Dawnene Harper often finds herself looking for something - a book, a photo album, a kitchen tool - before she remembers. "Oh, right," the New Orleans resident has to remind herself. "I don't have that anymore. I lost it in the storm."
Harper is one of thousands of people affected by Hurricane Katrina, which struck in August 2005 and was one of the strongest storms to impact the United States coast during the last 100 years. More than 1,800 people died in the storm or subsequent floods, and many more lost their homes.
"Sometimes - actually many times - the whole thing seems very surreal, like something I've read about but not actually experienced," says Harper, who lost her home and all her possessions in Katrina. "However, there are many homes on my street and neighborhood that have never been rebuilt since Katrina, so it is a daily reminder for me."
With sustained winds during landfall of 125 mph, Katrina caused widespread devastation along the central Gulf Coast states of the US. Cities such as New Orleans, LA, Mobile, AL, and Gulfport, MS bore the brunt of Katrina's force in what the National Oceanic and Atmospheric Administration called "one of the most devastating natural disasters in recent U.S. history."
In New Orleans, the residents refer to two cities: the one that existed before Katrina, and the one after. Hurricane Katrina was the costliest natural disaster in the history of the United States, with property damages estimated at $81 billion.
But the cost was much more than monetary; the lasting effects on the mental health of survivors like Harper have been significant.
The Toll on Mental Health
At Princeton University, Professor Christina Paxson led a study that showed that survivors of Katrina have continued to struggle with poor mental health even now, more than six years after the devastating storm.

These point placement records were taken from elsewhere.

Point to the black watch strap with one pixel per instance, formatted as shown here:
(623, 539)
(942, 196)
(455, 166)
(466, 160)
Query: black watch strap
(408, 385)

Many of those who were affected by the tragedy are still showing high levels of post-traumatic stress symptoms (PTSS), and were not back to baseline health. This is especially true for low-income people.
What is unique and particularly compelling about the results of the Princeton study is that the data actually began being collected before Katrina ever struck. The project began in 2003 as a study of low-income adults enrolled in community college around the country, including three sites in New Orleans. The initial questionnaire contained questions about education, income, families and health.
After Hurricane Katrina, some of the researchers decided to try to continue to track the New Orleans-based participants. "I realized right away that the kinds of information we had on mental and physical health were very rare in disaster studies," said Mary Waters, a co-author of the study from Harvard University.
"Researchers never know if people are suffering because of the disaster or if they had underlying conditions that would have led to depression or poor health even before the disaster hit."
Waters and Paxson, along with Elizabeth Fussell of Washington State University and Jean Rhodes of the University of Massachusetts, began working with a group of 532 low-income mothers. The average age of the study participants was 26, and most were African-American. The women were interviewed in two follow-up surveys - the first 11 months after Katrina, and another nearly five years later.
The surveys rated the women on two signs of poor mental health: psychological distress and PTSS, using a series of questions to screen for anxiety and mood disorders and a test designed to identify people at high risk for post-traumatic stress disorder. Even more than four years later, the researchers found that 33 percent of the women had PTSS and 30 percent exhibited psychological distress. The later surveys did show lessened levels for both conditions from the first survey, but were not back to pre-hurricane levels.
The Lingering Trauma
One thing the women in the Princeton study were asked about, as part of rating their PTSS, was how often they thought about the hurricane or if they had thoughts about it that they couldn't suppress. Participants who had experienced more significant stressors during Katrina, such as the loss of a loved one or significant home damage or loss, showed more chronic, long-term PTSS and psychological distress.
Harper can relate. "I still struggle in the aftermath of Katrina with nightmares and anxiety. When you have gone through something as dramatic as Hurricane Katrina - lose everything you own and have to start from the ground up to rebuild you life, it really has an impact on a person." She especially struggles around the first of June, when hurricane season starts. "I wonder, is this going to be the year we get it again?"
Harper knows people who were so traumatized by Hurricane Katrina that they took their own lives in the aftermath. And her own daughter, who was 17 when the storm happened, still struggles emotionally as well.
Paxson says that Katrina is different from many other natural disasters in the sense that it completely upended most people's lives. Of the participants her team studied, about two-thirds of them are back in the New Orleans area; but almost none of them lives in their old home. "They've been disrupted from their friends and their families. The whole fabric of their lives has really been changed."
She cautions that the findings from the Princeton study can't be assumed to apply to the population as a whole, since the team looked at such a specific group of people in young, low-income mothers. However, she says that the results do shed light as a whole, on the effect of a natural disaster on vulnerable groups.
Robin English, M.Ed., LPC, is not surprised by the Princeton findings. "Because baseline data existed prior to Katrina and the follow up is almost 5 years later, the outcomes are meaningful," she says. English herself was in New Orleans during the aftermath of the 2005 storm, helping with Red Cross efforts. "I have treated Katrina survivors with similar symptoms long after the one year mark with serious mental health disorders that will likely require ongoing treatment for themselves and their families."